The issue can be triggered on any, or on most typical installations, and does not require exotic and non-recommended settings to be triggered.
This category also includes issues that can be triggered in code or functions known to be frequently used (session, json, mysql, openssl, etc.) during typical usage, and that require settings or configurations that may not be strictly the best practice, but are commonly used.
This category also may include issues that require special code or code pattern if such code or pattern is present in many popular libraries.
This kind of issues usually requires a CVE report.
These issues may have the same potential to compromise an installation as a high severity issue, but may also require:
- an extension that is not commonly used
- a particular type of configuration that is used only in narrow specific circumstances
- relies on old version of a third-party library being used
- code, or patterns of code, that are known to be used infrequently
- code that is very old, or extremely uncommon (and so is used infrequently)
This kind of issues usually will have a CVE number, unless the required configuration is particularly exotic to the point it's not practically usable.

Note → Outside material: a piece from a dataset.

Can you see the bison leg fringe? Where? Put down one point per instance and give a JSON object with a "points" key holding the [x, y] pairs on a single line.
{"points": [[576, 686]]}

This issue allows theoretical compromise of security, but practical attack is usually impossible or extremely hard due to common practices or limitations that are virtually always present or imposed.

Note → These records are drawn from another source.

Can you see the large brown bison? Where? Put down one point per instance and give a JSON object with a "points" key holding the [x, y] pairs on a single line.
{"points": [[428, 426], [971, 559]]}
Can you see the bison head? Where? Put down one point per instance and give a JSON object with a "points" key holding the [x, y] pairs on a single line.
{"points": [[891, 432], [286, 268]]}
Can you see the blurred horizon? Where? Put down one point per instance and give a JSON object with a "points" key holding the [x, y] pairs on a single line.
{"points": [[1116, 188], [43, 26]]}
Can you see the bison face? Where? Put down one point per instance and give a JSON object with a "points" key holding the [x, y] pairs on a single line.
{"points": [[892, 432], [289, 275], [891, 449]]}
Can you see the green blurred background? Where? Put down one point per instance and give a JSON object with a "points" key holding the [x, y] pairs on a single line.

This also includes problems with configuration, documentation, and other non-code parts of the PHP project that may mislead users, or cause them to make their system, or their code less secure.

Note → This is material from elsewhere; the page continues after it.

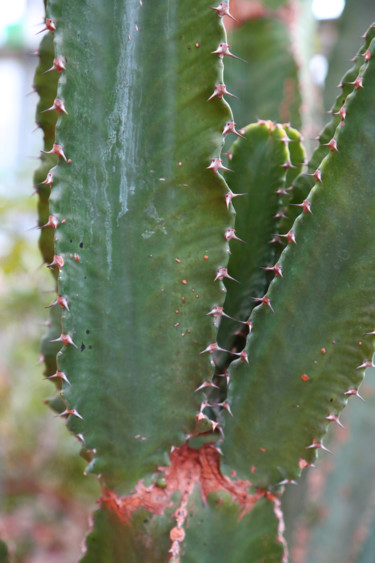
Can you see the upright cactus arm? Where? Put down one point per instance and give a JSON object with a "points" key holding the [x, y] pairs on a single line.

Issues that can trigger unauthorized actions that do not seem to be useful for any practical attack can also be categorized as low severity.
Security issues, that are present only in unstable branches, belong to this category, too. Any branch that has no stable release, is per se not intended for the production use.
Low severity issues usually do not need to have CVE and may, at the discretion of the PHP developers, be disclosed publicly before the fix is released or available.
Not a security issue
We do not classify as a security issue any issue that:
- requires invocation of specific code, which may be valid but is obviously malicious
- requires invocation of functions with specific arguments, which may be valid but are obviously malicious
- requires specific actions to be performed on the server, which are not commonly performed, or are not commonly permissible for the user (uid) executing PHP
- requires privileges superior to that of the user (uid) executing PHP
- requires the use of debugging facilities - ex. xdebug, var_dump
- requires the use of settings not recommended for production - ex. error reporting to output
- requires the use of non-standard environment variables - ex. USE_ZEND_ALLOC
- requires the use of non-standard builds - ex. obscure embedded platform, not commonly used compiler
- requires the use of code or settings known to be insecure
High and medium severity fixes are merged into a security repository and merged before the release is tagged.
Low severity fixes are merged immediately after the fix is available and handled like all regular bugs are handled consequently. However, release managers may choose to pull those fixes into the RC branch after the branch is created, and also backport them into security-only release branch.
Q. How do I report a security issue?
A. Please report it on http://bugs.php.net, choosing type “Security”. This will automatically make it private. If for some reason you can not do that, or need to talk to somebody about a PHP security issue that is not exactly a bug report, please write to email@example.com.
Q. What do you consider a responsible disclosure?
A. Please report the issue as described above. Please communicate with the developers about when the fix will be released - usually it's the next monthly release after the bug was reported. Some issues can take longer. After the fix is released (releases usually happen on Thursday) please feel free to disclose the issue as you see fit.
Q. What if I think it's a security issue but developers disagree?
A. Please read the above and try to explain to us why it fits the description.
Q. What if developers still don't think it's a security issue?
A. We'll have to agree to disagree.
Q. The bug I submitted was classified as “not a security issue”, you don't believe it's real?
A. It has nothing to do with the bug being real or its importance to you. It just means it does not fit our specific definitions for issues that we will handle in a special way. We fix a lot of non-security bugs and pull requests are always welcome.
Q. But you classified bug #424242 as security issue, but not this one?!
A. Each bug usually has its aspects, if a short discussion does not yield agreement we'd rather do more fixing and less arguing.
Q. Do you pay bounties for security issues?
A. PHP is a volunteer project. We have no money, thus we can't pay them.